Cleaning Up the Seams, Continued

Well, several weeks have gone by, with more holidays and more guests. The rebate plane turned out to be a good idea, and made pretty quick work of what I had feared would be a long and painful task. The clearly articulated three step process for cleaning all the squeeze out from the seams was not, in the end, the best approach for most of the boat. As I worked along, I developed a slightly different approach: just do whatever seems to work best.

The epoxy that squeezed out had different consistencies, depending, I guess, on how much wood flour I mixed in, and how much it had cured before I got the plank into position. I ended up going back and forth between working toward the plank edge and working toward the face of the next plank. In places where the epoxy formed a convex "bead," everything went pretty smoothly which ever way I approached it. If the epoxy had settled into a "fillet," though, the plane would want to ride up out of the corner. Sometimes I would change directions back and forth, sometimes I would plane down to the wood in one direction, then turn and plane away the rest of the epoxy from the other. In the end, it went pretty quickly, and pretty successfully.

I did notice two things as I worked along. This was the first time I had really, carefully, looked over the whole hull since beginning this project so long ago. First, my level of craftsmanship has increased dramatically. The more recent planks have much cleaner edges than the earlier ones, which have some wavy lines. I was able to smooth some of the earlier ones while cleaning up the epoxy. Mostly, though, I figured these will be below the waterline and no one will ever see them anyway. I'll get to clean them up a little more when I round over the edges in preparation for putting a fiberglass skin on the hull.

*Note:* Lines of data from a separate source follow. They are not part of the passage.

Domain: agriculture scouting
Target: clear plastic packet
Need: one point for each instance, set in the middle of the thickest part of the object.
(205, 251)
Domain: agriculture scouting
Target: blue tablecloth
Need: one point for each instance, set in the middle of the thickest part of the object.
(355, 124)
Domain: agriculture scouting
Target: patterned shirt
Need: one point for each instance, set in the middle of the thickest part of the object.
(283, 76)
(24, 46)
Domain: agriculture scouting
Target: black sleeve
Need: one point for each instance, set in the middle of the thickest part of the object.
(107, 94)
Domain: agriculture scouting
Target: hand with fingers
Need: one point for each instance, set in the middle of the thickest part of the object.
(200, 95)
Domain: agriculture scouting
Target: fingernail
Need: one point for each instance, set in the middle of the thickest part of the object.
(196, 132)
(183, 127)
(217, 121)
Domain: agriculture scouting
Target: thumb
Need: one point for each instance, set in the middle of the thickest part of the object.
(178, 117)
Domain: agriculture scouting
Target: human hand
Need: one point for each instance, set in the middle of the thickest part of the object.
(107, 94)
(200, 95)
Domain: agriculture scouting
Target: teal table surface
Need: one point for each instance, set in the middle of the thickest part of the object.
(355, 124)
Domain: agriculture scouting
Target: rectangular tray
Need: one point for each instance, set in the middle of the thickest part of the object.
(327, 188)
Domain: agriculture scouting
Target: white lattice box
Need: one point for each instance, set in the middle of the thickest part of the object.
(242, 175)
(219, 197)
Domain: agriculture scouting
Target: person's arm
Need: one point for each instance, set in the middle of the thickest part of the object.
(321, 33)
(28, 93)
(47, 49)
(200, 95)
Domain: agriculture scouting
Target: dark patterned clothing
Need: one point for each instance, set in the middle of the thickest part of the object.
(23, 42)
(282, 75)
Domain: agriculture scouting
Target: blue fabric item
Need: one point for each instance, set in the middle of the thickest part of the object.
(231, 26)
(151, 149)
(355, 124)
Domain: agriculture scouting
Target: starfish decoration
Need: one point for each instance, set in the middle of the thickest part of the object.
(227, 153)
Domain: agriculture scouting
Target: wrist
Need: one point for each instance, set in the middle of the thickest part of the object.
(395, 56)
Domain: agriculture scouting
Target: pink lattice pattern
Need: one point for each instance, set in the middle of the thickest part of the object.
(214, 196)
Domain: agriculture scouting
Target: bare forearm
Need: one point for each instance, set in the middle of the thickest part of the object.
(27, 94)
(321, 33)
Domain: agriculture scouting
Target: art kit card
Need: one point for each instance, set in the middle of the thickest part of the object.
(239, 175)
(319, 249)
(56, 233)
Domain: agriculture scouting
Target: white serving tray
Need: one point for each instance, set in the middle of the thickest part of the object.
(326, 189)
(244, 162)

Second, there are a few places where the seam is a little glue starved. I'll need to go back and use a syringe to fill some gaps. I still need to fill a ton of screw holes along the keelson. This will just add a little to that part of the project. The only area I'm concerned about is between the fifth and sixth plank near the starboard bow. There is a 2 to 3 foot stretch where I can see light between the planks. I need to figure out how to get a good bond between those planks. I'm thinking of taping the bottom of the seam and letting some unthickened run into it. Maybe use screws to pull the planks together while it cures. The gap is small - less than a millimeter, but with unthickened epoxy, I guess it's probably better to minimize the gap.